JAMES BUESCHER:  My plans from when I started racing, a couple years after I started racing, was to make it to the Cup Series and to be able to compete for championships at the Cup level.  That plan hasn't changed.  I still want to make it there.  I still don't know how it's going to happen.  Winning a championship would definitely help the résumé, but I don't even know what I'm doing next season.  I know I'm driving something, I just don't know what, and I have to figure out the options and see how everything plays out.
I wouldn't say that that is reliant on winning a championship.  We just have to go out there and focus on finishing this year before we worry about next year.

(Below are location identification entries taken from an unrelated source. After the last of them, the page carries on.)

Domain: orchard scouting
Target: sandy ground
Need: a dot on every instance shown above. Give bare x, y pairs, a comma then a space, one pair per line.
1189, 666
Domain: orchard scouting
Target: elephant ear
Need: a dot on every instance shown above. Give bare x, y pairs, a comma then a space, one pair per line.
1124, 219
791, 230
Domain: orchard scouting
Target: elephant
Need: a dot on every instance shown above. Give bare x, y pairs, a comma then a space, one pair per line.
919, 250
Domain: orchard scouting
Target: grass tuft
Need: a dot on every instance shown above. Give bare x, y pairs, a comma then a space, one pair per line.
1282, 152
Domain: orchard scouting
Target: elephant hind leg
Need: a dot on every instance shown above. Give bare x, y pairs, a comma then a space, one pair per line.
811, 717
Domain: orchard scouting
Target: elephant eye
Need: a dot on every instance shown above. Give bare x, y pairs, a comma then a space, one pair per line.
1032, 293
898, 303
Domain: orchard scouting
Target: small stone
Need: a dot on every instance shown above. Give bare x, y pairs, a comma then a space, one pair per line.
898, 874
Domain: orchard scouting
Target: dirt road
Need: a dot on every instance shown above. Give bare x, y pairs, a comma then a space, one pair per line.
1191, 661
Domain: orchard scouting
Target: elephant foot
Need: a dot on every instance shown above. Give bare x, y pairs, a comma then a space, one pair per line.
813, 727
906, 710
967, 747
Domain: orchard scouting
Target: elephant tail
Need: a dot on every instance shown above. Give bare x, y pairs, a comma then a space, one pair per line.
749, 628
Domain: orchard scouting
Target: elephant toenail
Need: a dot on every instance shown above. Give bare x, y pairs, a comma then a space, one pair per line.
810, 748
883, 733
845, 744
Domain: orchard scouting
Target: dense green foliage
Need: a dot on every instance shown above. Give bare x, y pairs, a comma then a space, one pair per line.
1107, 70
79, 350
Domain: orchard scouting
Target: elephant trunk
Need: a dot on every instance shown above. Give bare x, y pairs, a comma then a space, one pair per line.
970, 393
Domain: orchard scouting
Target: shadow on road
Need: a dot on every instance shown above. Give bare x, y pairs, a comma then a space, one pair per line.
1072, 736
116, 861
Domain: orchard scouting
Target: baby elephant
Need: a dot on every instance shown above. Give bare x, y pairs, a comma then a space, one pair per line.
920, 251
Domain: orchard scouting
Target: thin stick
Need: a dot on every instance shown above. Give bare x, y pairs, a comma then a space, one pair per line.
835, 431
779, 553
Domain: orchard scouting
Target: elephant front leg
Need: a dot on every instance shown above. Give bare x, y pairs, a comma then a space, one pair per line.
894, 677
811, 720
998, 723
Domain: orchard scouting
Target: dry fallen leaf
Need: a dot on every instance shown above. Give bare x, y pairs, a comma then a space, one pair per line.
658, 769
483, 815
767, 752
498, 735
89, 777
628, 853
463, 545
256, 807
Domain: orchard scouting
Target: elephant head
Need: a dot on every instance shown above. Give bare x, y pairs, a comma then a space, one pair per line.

Q.  Talk specifically about this track.  It's aged now, and the races seem to be getting better and better.  How do you attack this Homestead Miami Speedway?
JAMES BUESCHER:  The truck race is a night race, and tracks gain grip at night.  The racetrack is getting slicker and slicker, but this place creates good racing.  It has multiple grooves, you can run the top, you can run the middle, you can make the bottom work.  But we approach it like any other racetrack, and that's go out there and practice and find the balance in your truck and find the best balance you can to have the most speed.
That's what we have to do just like any other week, and I think it's a good track for us.

Q.  Nowadays we see more Hispanic drivers becoming part of the NASCAR races.  Do you think this is good for the sport?
JAMES BUESCHER:  I think anybody being interested in the races is good for the sport.  The fact that the sport is becoming more diverse as far as the fans go and having a broader fan base is definitely a good thing.  That means more fans.  And the fans is what makes the wheels go round in NASCAR.
If it weren't for the fans, we wouldn't have a reason to be here every week, and I think the Truck Series has put on a great show for the fans this year, and I don't expect tomorrow night to be any different.

Q.  And a message to all the Hispanic fans that are every day more and more for NASCAR, what would you say to them?
JAMES BUESCHER:  Thanks for watching NASCAR.  I think NASCAR is a great sport to watch.  It's the best racing in the world, and now that we are becoming‑‑ getting a broader audience, I think everybody else in the world is seeing that.  You have guys that come from F1 to NASCAR and they struggle.  I mean, they see how hard it is.  It's cool to see that.  It's a good feeling to know that we are that level of race car drivers, and it's not the easiest thing in the world.  But it's definitely a lot of fun.